Los procedimientos para la necropsia de reptiles son similares a los de las
aves. En este caso, utilizaremos a una víbora como ejemplo demostrativo.
Los demás reptiles presentan una anatomía orgánica similar,
aunque los riñones de los lagartos se ubican un poco más atrás
en la pelvis.
El animal se debe colocar de espaldas y se lo debe examinar en busca de traumatismos.

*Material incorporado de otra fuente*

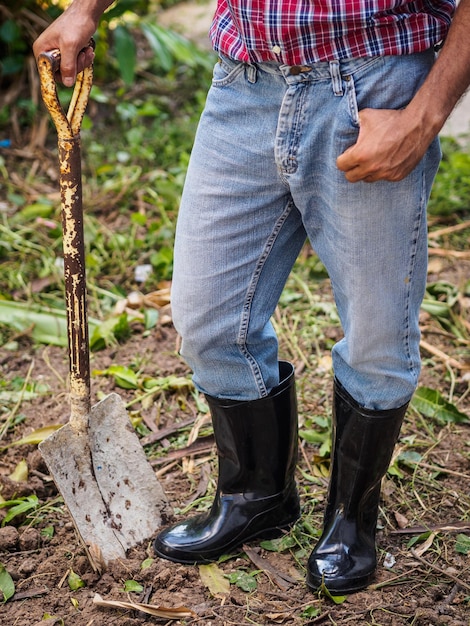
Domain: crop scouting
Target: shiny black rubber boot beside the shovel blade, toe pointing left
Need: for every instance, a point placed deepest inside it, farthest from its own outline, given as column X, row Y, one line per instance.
column 256, row 493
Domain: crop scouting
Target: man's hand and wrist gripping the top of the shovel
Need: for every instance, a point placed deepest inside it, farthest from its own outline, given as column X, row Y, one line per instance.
column 71, row 33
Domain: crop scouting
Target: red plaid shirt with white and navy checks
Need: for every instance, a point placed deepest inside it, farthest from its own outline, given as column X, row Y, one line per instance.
column 298, row 32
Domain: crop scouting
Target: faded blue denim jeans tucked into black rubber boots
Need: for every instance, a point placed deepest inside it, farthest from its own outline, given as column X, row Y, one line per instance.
column 262, row 178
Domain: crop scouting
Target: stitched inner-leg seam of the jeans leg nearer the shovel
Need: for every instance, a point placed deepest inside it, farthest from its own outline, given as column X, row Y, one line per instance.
column 250, row 294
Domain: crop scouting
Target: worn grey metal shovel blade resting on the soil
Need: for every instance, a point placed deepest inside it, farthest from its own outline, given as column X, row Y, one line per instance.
column 106, row 480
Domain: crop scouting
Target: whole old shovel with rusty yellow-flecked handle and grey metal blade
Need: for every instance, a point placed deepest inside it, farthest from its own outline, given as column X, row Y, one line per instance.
column 96, row 460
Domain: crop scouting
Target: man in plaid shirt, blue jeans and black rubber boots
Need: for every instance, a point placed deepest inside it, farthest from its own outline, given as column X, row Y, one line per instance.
column 321, row 122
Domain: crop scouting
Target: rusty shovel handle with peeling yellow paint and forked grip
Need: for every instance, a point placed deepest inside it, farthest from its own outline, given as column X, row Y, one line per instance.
column 68, row 131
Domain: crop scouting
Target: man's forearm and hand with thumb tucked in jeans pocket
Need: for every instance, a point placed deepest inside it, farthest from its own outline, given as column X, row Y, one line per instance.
column 391, row 143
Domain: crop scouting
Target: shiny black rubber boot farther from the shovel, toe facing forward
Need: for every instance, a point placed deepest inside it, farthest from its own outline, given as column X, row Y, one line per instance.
column 363, row 441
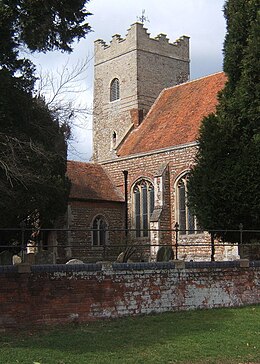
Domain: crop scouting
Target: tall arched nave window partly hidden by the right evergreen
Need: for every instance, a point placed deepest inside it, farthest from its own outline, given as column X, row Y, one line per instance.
column 186, row 220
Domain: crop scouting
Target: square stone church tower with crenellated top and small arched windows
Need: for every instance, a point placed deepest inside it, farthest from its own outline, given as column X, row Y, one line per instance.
column 129, row 74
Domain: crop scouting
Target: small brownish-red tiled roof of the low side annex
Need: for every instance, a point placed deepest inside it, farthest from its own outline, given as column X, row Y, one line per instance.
column 89, row 181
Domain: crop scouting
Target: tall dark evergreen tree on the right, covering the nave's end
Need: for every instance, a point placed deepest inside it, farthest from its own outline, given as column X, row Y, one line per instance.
column 224, row 184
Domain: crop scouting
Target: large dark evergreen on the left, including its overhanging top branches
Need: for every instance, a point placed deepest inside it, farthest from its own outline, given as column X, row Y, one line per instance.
column 33, row 147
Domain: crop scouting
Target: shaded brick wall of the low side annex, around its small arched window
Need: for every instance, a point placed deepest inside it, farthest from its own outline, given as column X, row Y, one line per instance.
column 75, row 242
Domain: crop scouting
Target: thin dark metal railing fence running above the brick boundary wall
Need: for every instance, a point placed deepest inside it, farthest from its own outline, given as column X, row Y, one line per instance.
column 21, row 240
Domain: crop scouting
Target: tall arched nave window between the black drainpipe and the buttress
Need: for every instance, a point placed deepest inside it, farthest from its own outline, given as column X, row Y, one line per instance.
column 143, row 201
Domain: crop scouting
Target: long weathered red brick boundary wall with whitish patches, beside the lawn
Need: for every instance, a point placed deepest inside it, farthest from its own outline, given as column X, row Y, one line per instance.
column 62, row 294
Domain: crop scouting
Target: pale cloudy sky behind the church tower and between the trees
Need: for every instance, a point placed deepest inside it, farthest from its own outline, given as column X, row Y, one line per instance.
column 201, row 20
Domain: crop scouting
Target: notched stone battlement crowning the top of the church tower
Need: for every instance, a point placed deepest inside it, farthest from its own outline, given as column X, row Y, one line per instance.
column 137, row 38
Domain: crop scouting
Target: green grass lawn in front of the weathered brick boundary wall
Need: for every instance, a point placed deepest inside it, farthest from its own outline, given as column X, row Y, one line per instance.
column 205, row 336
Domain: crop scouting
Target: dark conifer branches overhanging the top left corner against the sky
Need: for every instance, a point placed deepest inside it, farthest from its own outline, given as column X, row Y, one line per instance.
column 40, row 25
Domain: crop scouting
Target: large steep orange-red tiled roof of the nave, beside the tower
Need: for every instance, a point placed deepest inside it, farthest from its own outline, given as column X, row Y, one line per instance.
column 175, row 117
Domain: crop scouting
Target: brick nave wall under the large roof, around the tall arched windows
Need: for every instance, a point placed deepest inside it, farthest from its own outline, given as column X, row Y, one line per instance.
column 147, row 166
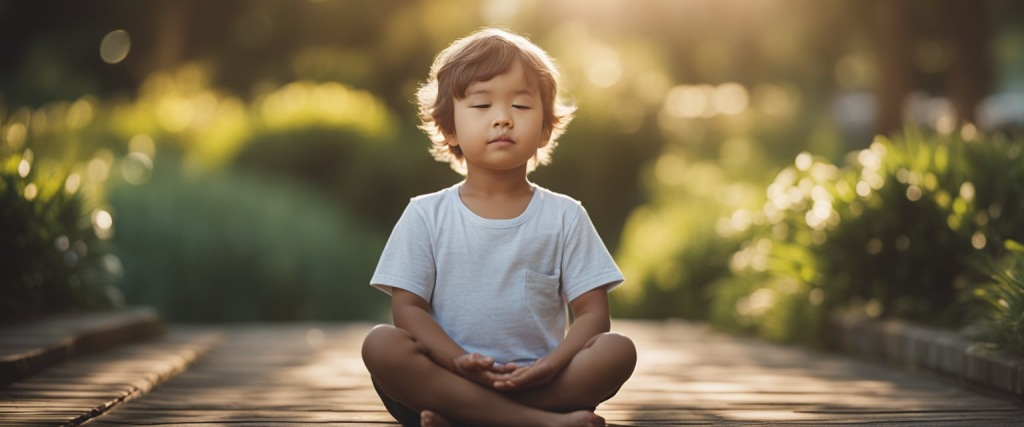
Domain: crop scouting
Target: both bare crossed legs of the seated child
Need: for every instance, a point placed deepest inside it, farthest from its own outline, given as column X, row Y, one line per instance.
column 403, row 369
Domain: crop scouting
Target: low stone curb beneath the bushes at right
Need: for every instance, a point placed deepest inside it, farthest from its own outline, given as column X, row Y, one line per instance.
column 920, row 348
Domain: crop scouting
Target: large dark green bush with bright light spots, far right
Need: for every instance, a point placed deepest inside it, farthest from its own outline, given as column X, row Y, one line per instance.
column 891, row 235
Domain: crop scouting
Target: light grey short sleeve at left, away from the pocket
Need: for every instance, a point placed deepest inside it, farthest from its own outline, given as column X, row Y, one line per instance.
column 408, row 261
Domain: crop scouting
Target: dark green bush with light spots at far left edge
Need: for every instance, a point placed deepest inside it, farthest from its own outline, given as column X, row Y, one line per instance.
column 53, row 260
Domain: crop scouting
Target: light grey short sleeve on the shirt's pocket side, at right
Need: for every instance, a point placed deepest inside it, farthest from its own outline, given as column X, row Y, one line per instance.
column 586, row 263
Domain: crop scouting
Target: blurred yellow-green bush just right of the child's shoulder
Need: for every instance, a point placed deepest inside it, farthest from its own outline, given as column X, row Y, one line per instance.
column 672, row 249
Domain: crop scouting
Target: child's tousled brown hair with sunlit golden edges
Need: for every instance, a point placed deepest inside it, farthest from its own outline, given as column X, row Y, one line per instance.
column 479, row 58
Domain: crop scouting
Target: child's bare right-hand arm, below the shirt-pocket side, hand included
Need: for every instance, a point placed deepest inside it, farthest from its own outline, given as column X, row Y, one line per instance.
column 591, row 312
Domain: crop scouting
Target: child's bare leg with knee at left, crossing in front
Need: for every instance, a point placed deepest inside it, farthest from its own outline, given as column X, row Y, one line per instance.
column 406, row 373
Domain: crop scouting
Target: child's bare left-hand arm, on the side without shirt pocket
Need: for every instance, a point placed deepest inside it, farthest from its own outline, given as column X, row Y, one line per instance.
column 413, row 314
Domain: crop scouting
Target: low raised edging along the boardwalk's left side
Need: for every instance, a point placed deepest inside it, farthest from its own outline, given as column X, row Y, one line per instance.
column 31, row 348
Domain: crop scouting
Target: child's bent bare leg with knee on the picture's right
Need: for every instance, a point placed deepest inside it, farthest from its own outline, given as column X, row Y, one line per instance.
column 598, row 371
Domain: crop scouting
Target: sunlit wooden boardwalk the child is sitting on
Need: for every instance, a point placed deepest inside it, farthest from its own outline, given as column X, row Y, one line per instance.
column 303, row 375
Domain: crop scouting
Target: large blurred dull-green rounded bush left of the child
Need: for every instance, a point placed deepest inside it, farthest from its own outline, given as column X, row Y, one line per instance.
column 230, row 246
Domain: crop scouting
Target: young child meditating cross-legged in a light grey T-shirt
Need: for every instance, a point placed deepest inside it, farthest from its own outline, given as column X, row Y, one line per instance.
column 480, row 274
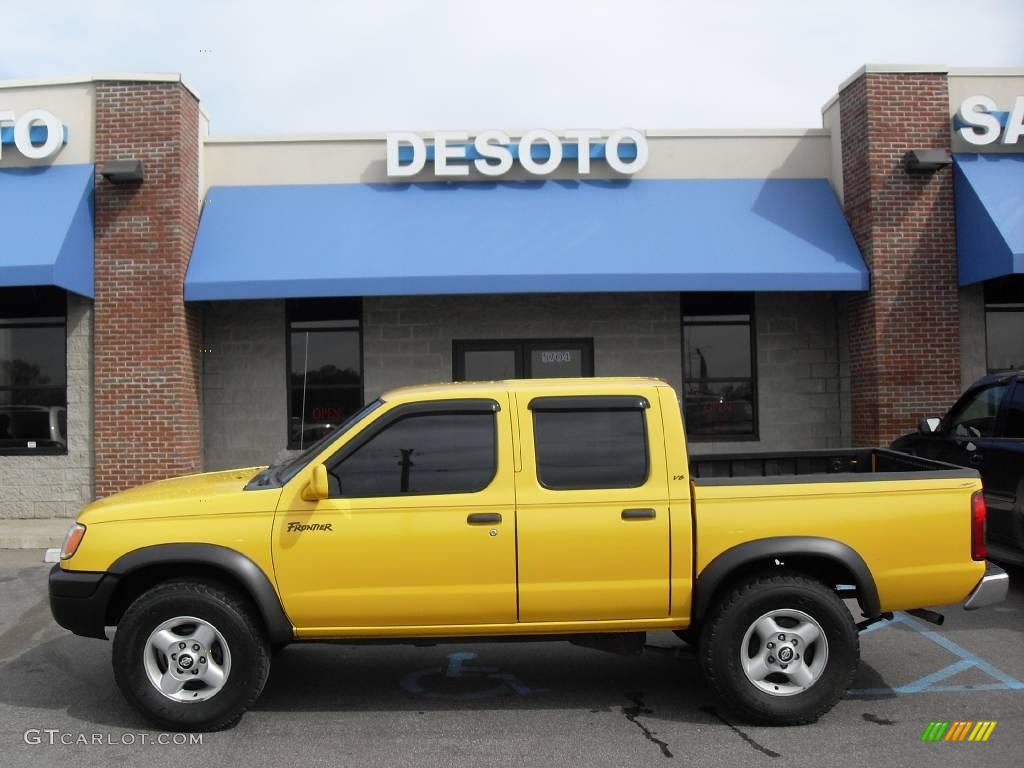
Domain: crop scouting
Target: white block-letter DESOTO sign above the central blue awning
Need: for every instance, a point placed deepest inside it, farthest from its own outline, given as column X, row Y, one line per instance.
column 491, row 152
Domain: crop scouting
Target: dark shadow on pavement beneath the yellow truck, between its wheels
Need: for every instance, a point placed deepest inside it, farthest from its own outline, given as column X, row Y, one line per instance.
column 492, row 676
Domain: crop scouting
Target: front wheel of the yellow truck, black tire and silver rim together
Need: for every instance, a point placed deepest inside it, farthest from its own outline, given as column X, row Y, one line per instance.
column 190, row 656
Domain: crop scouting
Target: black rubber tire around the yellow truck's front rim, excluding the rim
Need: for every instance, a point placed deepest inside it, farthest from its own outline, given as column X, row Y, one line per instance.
column 234, row 618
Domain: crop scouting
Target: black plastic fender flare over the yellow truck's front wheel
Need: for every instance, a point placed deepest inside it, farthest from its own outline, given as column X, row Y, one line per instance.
column 247, row 573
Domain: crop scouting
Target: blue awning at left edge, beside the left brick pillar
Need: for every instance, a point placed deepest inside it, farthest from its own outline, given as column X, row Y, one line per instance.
column 47, row 227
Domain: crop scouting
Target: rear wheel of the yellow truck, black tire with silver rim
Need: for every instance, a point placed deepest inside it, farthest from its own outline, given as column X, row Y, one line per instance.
column 781, row 650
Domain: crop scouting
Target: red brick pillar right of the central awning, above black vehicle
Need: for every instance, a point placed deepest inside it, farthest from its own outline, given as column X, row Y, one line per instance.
column 905, row 334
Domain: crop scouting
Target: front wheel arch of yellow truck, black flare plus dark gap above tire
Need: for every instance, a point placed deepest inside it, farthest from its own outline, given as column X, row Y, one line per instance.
column 140, row 570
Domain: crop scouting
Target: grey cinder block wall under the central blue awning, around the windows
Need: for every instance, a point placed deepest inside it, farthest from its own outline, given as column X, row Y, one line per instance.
column 408, row 340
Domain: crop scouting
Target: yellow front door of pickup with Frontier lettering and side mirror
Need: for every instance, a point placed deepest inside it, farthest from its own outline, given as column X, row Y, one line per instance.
column 418, row 530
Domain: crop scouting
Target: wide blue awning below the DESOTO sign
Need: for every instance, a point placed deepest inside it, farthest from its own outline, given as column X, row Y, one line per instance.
column 480, row 238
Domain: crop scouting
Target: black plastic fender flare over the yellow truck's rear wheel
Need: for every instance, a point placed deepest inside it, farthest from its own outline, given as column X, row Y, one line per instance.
column 719, row 570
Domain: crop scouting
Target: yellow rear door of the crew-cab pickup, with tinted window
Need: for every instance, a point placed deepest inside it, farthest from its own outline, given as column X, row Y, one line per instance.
column 592, row 508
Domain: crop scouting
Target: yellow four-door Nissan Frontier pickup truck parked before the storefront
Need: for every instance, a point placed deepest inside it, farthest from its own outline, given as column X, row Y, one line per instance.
column 522, row 508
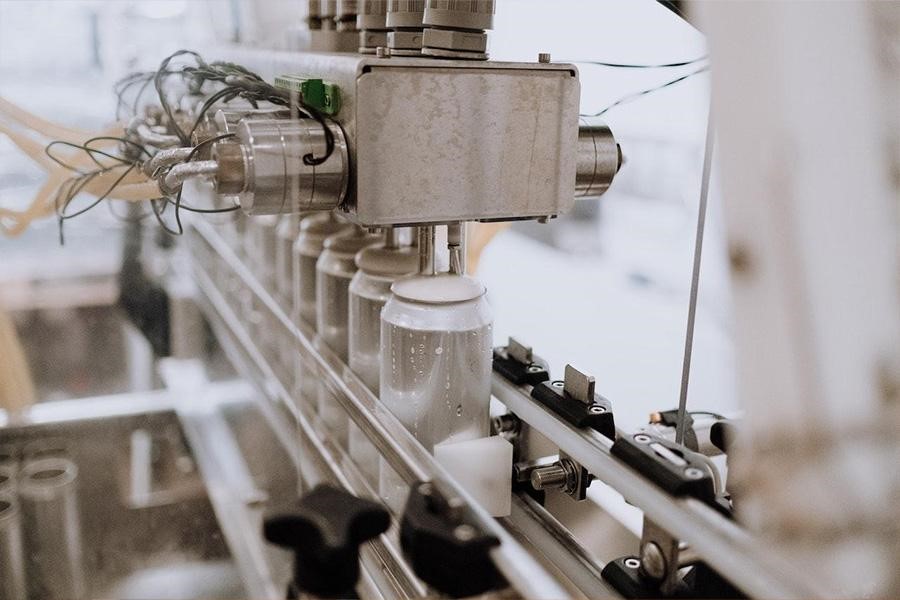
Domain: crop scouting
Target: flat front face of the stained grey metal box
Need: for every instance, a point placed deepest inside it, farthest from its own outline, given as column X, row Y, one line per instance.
column 447, row 144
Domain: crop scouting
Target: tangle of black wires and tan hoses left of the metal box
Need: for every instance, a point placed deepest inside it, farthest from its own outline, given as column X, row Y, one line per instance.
column 110, row 164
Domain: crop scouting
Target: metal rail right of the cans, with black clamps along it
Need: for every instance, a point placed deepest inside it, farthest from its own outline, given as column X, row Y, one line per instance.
column 725, row 546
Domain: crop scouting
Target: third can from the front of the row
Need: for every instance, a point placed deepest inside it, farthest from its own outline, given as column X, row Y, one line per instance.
column 334, row 271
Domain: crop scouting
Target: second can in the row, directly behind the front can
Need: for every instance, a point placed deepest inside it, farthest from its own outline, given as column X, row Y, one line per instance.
column 378, row 268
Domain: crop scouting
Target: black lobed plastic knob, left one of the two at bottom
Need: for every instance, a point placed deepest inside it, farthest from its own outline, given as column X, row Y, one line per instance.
column 324, row 530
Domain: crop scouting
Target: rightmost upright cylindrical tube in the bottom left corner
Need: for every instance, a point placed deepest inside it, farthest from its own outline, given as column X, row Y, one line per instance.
column 47, row 491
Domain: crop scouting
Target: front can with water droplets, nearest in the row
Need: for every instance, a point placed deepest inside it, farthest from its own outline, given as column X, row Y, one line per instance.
column 436, row 348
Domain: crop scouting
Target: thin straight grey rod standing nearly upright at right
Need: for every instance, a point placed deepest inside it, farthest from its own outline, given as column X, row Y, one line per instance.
column 695, row 279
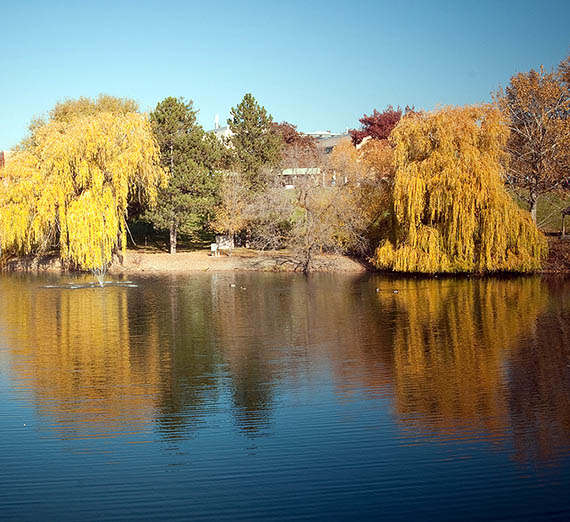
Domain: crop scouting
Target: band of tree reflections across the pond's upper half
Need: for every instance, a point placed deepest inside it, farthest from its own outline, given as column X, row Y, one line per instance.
column 453, row 358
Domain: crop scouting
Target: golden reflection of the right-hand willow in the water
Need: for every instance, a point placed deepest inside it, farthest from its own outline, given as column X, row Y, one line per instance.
column 451, row 344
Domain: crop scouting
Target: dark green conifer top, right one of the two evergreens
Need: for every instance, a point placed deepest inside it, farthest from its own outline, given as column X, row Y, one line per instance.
column 256, row 147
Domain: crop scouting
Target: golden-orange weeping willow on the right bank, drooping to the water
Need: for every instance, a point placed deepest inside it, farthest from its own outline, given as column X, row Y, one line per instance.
column 452, row 211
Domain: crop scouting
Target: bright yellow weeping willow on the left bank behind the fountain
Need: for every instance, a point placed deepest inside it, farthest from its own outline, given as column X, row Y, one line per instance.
column 70, row 186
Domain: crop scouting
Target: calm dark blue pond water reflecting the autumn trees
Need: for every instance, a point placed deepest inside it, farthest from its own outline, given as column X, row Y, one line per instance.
column 279, row 397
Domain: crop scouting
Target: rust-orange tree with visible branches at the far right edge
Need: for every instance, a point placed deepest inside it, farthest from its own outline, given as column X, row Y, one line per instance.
column 536, row 106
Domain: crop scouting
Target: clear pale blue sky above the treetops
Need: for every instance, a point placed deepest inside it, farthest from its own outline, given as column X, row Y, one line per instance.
column 319, row 65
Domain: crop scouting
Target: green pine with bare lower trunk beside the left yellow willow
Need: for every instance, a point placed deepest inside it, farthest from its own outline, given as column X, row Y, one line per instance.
column 183, row 206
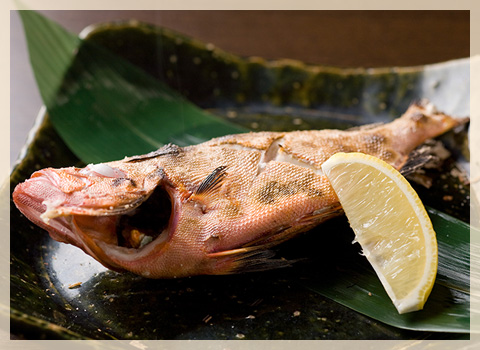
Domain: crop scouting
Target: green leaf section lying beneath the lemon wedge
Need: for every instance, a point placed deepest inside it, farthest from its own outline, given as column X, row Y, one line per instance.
column 448, row 306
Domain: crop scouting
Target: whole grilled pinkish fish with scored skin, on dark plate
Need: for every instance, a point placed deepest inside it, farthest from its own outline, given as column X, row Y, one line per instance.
column 213, row 208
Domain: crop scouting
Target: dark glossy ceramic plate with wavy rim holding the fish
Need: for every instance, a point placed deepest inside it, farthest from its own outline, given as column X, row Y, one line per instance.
column 57, row 292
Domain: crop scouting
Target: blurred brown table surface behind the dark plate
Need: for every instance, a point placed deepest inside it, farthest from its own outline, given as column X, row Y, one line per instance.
column 333, row 38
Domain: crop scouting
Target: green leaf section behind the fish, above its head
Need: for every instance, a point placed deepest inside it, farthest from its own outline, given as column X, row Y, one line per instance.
column 104, row 107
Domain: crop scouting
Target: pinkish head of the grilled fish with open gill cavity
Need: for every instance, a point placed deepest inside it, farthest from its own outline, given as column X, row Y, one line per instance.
column 122, row 213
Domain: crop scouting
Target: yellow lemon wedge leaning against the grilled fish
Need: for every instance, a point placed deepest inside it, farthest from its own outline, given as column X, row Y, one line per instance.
column 390, row 223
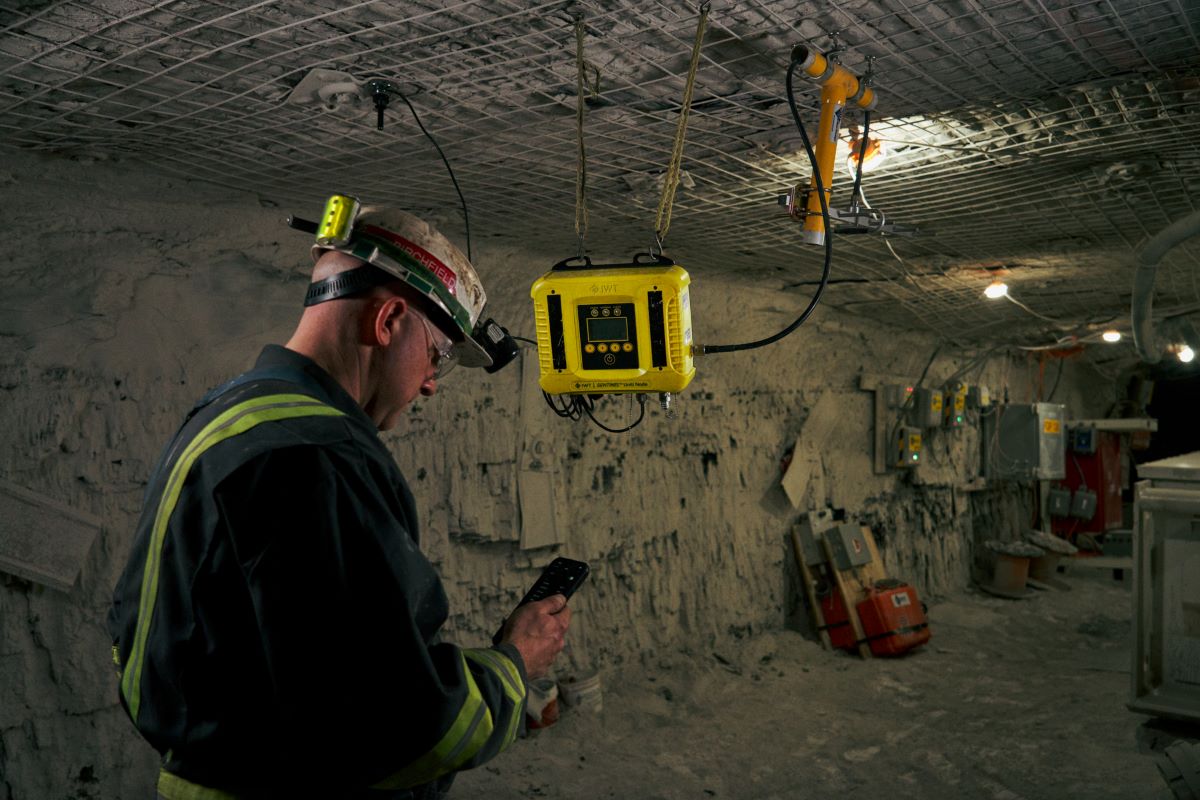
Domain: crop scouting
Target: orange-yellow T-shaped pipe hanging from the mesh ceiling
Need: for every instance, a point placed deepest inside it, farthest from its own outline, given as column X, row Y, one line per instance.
column 838, row 86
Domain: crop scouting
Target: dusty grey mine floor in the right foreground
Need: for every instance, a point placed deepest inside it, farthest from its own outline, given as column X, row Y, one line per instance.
column 1010, row 701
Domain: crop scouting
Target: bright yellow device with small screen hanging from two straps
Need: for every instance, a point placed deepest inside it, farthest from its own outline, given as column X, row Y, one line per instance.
column 611, row 329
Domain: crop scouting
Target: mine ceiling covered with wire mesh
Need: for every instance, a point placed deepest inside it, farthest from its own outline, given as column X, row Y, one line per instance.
column 1037, row 140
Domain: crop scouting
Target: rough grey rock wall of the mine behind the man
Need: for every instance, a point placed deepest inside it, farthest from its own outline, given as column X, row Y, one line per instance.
column 129, row 294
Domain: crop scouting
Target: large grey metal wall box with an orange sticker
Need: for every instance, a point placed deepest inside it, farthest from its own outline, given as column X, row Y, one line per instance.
column 1025, row 443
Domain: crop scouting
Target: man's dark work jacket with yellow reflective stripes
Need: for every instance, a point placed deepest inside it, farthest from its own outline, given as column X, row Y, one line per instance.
column 277, row 627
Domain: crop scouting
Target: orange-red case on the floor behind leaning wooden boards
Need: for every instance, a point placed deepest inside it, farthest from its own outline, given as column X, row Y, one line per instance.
column 892, row 616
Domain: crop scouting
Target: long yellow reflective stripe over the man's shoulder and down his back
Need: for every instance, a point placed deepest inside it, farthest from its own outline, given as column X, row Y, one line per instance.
column 239, row 419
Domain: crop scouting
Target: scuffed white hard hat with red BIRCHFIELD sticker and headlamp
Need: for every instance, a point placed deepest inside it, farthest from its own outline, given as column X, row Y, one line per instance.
column 413, row 251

Luego, se debe abrir el cuerpo por la línea media. En el caso de las
tortugas, se debe remover el caparazón inferior, cortándolo en
su unión con el caparazón superior con un serrucho. Evalúe
el estado nutricional del animal, observando las reservas de grasas y el estado
de las masas musculares y tome nota de la presencia de líquidos extraños
o anormales. Tome muestras estériles de los pulmones, hígado y
bazo para cultivo antes de manipular los demás órganos.
Ubique las glándulas tiroides por delante del corazón (recuerde
que es un órgano único ubicado en la línea media en algunas
especies y un órgano pareado en otras) y tome muestras para histología.
Comenzando desde la boca, extraiga la tráquea, corazón y pulmones.
Abra la tráquea y examine los pulmones en busca de zonas firmes o nódulos.
Abra el corazón. Tome muestras de todos los órganos para histología.
Quite el tracto intestinal completo, comenzando en la cavidad oral. Abra el
esófago, estómago e intestinos en toda su extensión y tome
muestras para histología.
Quite el hígado, bazo y páncreas. Evalúe su estado y tome
muestras para histología.
Extraiga las gónadas y las glándulas adrenales (ubicadas en la
línea media por delante de las gónadas). En las hembras, quite
el oviducto y los ovarios. Diseccione los riñones de la pared corporal.
Tome muestras de todos los órganos para histología.